Das mit dem nach hinten iss bei nem Downhiller ja auch normal.
Wenn de richtige DH-Trails fährst biste dann immernoch waagerecht aufm Bike, weil die starke nach hinten Neigung das extreme Gefälle ausgleicht


----------



## LB-Biker (1. August 2010)

MindPatterns schrieb:


> Klingt doof - ist aber so
> 
> Habe gestern mein Stinky entjungfert. Bin bislang immer nur Hardtails gefahren mit einer Frontfederung von max. 100 mm.
> Beim Downhill ist mir jedenfalls aufgefallen, daß ich nach hinten gezogen werde, ich mußte mich richtig am Lenker festklammern, um nicht hintenrum abzusteigen, so hat es sich angefühlt.
> ...



Hattest du auch das Gefühl, dass du schon zu weit hinten bist um wieder nach vorne zu kommen?


----------



## MindPatterns (1. August 2010)

LB-Biker schrieb:


> Hattest du auch das Gefühl, dass du schon zu weit hinten bist um wieder nach vorne zu kommen?



Ich zitier mich mal selber - 



> ...nen Superman Seatgrab hätte ich wahrscheinlich ohne zu springen geschafft, wenn ich weitergefahren wäre...



Ja, ich hatte zwischendrin das Gefühl, daß ich mich richtiggehend wieder am Lenker nach vorne ziehen mußte.


----------



## LB-Biker (1. August 2010)

Dann kommt das daher (ich weiß, was ganz neues  ) das du schlichtweg zuweit hinter dem Sattel warst, passiert mir manchmal wenn ich platt bin und keine Konzentration mehr habe.
Dann brems ich leicht, schwing mich wieder in Position und ab gehtz.

MfG


----------



## MindPatterns (1. August 2010)

LB-Biker schrieb:


> Dann kommt das daher (ich weiß, was ganz neues  ) das du schlichtweg zuweit hinter dem Sattel warst, passiert mir manchmal wenn ich platt bin und keine Konzentration mehr habe.
> Dann brems ich leicht, schwing mich wieder in Position und ab gehtz.
> 
> MfG



Ich glaub, ich kann's dann wirklich erst nach optimaler Fahrwerkseinstellung testen.
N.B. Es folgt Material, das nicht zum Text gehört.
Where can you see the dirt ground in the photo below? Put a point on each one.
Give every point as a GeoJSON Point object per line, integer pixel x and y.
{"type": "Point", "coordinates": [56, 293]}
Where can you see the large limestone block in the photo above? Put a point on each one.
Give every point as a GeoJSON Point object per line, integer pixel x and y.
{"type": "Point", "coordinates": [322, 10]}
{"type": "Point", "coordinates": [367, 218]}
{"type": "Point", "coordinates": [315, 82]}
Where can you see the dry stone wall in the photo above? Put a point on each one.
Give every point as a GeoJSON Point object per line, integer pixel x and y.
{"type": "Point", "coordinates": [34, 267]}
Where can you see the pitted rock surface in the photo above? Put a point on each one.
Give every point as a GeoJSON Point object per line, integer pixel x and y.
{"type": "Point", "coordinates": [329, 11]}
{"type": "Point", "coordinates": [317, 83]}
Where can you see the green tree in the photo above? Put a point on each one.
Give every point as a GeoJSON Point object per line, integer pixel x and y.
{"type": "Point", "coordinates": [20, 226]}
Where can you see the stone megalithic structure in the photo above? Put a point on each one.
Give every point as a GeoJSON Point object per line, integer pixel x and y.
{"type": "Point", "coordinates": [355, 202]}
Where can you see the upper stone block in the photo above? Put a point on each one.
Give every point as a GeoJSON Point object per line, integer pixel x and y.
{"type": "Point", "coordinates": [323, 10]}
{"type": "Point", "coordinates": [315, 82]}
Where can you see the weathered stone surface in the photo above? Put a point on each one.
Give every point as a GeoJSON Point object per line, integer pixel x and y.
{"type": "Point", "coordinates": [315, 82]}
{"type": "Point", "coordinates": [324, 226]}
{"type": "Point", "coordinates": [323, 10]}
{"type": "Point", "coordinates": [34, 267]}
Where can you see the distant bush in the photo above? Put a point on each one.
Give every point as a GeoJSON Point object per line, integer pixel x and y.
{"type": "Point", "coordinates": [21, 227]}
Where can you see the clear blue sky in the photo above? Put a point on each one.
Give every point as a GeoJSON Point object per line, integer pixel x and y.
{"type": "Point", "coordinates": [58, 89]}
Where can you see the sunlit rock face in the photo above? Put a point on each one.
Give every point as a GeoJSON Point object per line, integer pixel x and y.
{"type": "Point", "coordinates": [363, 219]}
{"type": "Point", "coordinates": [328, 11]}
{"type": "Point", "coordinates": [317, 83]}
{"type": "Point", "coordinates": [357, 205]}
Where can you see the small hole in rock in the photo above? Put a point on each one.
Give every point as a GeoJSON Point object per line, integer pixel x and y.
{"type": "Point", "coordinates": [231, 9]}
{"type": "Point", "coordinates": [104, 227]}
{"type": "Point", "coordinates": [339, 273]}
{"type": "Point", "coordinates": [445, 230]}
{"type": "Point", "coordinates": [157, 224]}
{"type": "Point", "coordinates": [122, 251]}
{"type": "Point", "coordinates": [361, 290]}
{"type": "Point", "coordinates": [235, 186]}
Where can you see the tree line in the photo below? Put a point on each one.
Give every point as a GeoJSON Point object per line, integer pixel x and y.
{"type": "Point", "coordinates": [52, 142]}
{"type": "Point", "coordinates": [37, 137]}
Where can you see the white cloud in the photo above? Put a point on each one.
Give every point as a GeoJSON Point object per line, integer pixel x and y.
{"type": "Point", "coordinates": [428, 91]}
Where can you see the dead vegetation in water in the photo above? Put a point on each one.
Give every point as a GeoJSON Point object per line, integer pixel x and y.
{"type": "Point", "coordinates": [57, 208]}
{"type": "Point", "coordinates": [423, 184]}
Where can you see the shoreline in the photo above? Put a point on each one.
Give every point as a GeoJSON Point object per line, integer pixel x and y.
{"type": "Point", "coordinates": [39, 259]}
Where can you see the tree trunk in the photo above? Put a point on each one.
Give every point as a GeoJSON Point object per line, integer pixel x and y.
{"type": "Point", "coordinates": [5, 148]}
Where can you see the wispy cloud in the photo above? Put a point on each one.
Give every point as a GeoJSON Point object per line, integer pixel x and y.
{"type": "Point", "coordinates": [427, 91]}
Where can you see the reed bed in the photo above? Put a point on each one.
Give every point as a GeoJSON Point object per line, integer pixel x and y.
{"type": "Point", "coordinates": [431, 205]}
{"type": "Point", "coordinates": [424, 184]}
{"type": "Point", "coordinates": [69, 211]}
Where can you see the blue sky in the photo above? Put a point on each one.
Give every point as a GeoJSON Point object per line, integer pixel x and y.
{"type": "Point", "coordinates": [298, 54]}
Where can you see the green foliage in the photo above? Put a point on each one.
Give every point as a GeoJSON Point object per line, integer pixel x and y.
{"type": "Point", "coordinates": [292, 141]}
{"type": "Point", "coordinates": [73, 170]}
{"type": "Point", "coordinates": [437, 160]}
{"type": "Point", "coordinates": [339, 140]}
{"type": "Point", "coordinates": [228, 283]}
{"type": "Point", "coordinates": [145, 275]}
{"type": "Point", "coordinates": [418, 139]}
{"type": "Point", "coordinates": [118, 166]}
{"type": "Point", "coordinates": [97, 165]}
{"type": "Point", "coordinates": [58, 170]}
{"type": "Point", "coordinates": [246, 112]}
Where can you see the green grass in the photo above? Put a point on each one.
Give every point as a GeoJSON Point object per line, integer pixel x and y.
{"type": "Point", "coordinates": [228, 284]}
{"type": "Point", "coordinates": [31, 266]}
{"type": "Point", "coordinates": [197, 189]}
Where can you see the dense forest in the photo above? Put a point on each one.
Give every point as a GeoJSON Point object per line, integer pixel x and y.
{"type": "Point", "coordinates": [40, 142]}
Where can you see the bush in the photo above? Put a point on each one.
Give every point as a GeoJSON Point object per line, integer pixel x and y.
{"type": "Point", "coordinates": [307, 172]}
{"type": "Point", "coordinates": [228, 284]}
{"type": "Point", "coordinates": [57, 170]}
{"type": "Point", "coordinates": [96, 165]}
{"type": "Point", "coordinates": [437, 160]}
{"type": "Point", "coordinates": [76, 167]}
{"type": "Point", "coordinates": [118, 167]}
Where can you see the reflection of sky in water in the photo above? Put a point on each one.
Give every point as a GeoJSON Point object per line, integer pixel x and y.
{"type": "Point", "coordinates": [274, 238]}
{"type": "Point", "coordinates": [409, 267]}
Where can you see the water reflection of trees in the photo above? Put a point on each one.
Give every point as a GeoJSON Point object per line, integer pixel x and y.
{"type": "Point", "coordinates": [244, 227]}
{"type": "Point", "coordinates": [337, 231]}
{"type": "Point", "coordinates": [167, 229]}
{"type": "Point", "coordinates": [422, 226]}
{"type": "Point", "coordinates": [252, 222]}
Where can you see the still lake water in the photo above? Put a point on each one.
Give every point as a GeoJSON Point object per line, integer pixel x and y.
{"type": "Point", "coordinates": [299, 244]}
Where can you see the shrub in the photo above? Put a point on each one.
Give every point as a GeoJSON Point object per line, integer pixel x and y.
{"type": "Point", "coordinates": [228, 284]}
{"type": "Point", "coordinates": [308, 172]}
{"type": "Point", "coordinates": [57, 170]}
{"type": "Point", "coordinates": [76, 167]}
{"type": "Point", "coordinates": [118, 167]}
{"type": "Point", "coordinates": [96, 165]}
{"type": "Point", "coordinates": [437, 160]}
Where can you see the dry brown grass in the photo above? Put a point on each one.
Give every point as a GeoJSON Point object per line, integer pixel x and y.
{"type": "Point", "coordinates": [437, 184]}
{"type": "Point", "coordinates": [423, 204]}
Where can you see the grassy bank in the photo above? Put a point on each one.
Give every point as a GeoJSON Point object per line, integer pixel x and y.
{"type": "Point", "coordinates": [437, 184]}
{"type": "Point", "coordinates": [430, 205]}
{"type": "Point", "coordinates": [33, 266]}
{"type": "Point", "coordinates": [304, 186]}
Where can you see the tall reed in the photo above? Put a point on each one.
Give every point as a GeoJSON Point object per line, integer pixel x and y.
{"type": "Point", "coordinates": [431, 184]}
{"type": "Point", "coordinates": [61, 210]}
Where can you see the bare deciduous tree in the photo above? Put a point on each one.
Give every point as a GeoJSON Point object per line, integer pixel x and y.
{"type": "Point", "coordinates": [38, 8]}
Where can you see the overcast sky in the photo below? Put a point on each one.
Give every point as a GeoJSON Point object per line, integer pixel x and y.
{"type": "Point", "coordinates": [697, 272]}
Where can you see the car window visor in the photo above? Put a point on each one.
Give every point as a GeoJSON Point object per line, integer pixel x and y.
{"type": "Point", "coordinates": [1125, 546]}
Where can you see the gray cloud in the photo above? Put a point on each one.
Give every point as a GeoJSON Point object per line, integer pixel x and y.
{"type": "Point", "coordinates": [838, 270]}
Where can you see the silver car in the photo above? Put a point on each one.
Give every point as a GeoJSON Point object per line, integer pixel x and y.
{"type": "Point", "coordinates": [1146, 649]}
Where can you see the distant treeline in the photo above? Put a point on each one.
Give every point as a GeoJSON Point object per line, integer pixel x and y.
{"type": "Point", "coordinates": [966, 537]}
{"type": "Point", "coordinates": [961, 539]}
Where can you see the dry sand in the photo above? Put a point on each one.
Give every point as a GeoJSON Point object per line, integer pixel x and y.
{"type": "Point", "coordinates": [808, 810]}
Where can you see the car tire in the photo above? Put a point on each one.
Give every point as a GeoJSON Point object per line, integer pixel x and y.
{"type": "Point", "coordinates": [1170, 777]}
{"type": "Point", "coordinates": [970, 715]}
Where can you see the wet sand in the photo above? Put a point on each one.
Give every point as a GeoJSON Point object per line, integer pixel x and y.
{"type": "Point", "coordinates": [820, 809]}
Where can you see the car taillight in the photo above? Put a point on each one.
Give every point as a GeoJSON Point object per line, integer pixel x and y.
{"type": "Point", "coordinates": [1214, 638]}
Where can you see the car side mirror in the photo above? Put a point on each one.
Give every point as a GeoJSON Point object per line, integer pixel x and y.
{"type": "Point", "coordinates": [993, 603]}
Beim Hardtail gehörte der Arsch hinter den Sattel halt zum guten Ton, ich muß mich da wohl erst etwas an die neue Geometrie gewöhnen müssen


----------



## MTB-News.de




----------



## jan84 (2. August 2010)

MindPatterns schrieb:


> [...]Beim Hardtail gehörte der Arsch hinter den Sattel halt zum guten Ton, ich muß mich da wohl erst etwas an die neue Geometrie gewöhnen müssen



Wenn kein Sattel im Weg ist sollte die Körperhaltung auffm Fully und auffm HT nicht groß unterschiedlich sein. 

grüße,
Jan


----------



## DH_Neuling (2. August 2010)

ich würde mal gucken ob die lenker stellung und so passt sonst vlt mal nen anderen vorbau oder mal sehen ob du die körperspannung vergisst;D

gruß 

ein weiterrer jan;D


----------



## cizeta (2. August 2010)

das liegt an den unterschidlichen fahrweisen von ht udn fully bei ht musste die gabel viel entlasten weis sonnst über lenker geht und man den boden küsst bei fully kann man mehr druck auf beiden reifen ausüben weshalb man etwas nach vorne gehen kann mit der possitzion das merke ist selbe wenn ich mit  dem glory vom freund fahre  der hinterbau hat 50% sag die gabel viell 10% weil ich vom ht gewohnt bin weit ghinterm sattel zu stehen


----------



## frogmatic (3. August 2010)

Ich schenk Dir 'n Komma. Oder zwei.

Und inhaltlich liegst du auch daneben. Wareum sollte man beim hardtail ausgerechnet das gefederte Rad entlasten? Wenn du nach hinten gehst verschenkst du Bremskraft, Lenkkontrolle und Bodenhaftung.


----------



## frogmatic (3. August 2010)

Ich schenk Dir 'n Komma. Oder zwei.

Und inhaltlich liegst du auch daneben. Warum sollte man beim hardtail ausgerechnet das gefederte Rad entlasten? Wenn du nach hinten gehst verschenkst du Bremskraft, Lenkkontrolle und Bodenhaftung.


----------



## DerandereJan (3. August 2010)

Spamm hier nich rum Froggie


----------



## MTB-News.de




----------



## LB-Biker (3. August 2010)

frogmatic schrieb:


> Ich schenk Dir 'n Komma. Oder zwei.
> 
> Und inhaltlich liegst du auch daneben. Wareum sollte man beim hardtail ausgerechnet das gefederte Rad entlasten? Wenn du nach hinten gehst verschenkst du Bremskraft, Lenkkontrolle und Bodenhaftung.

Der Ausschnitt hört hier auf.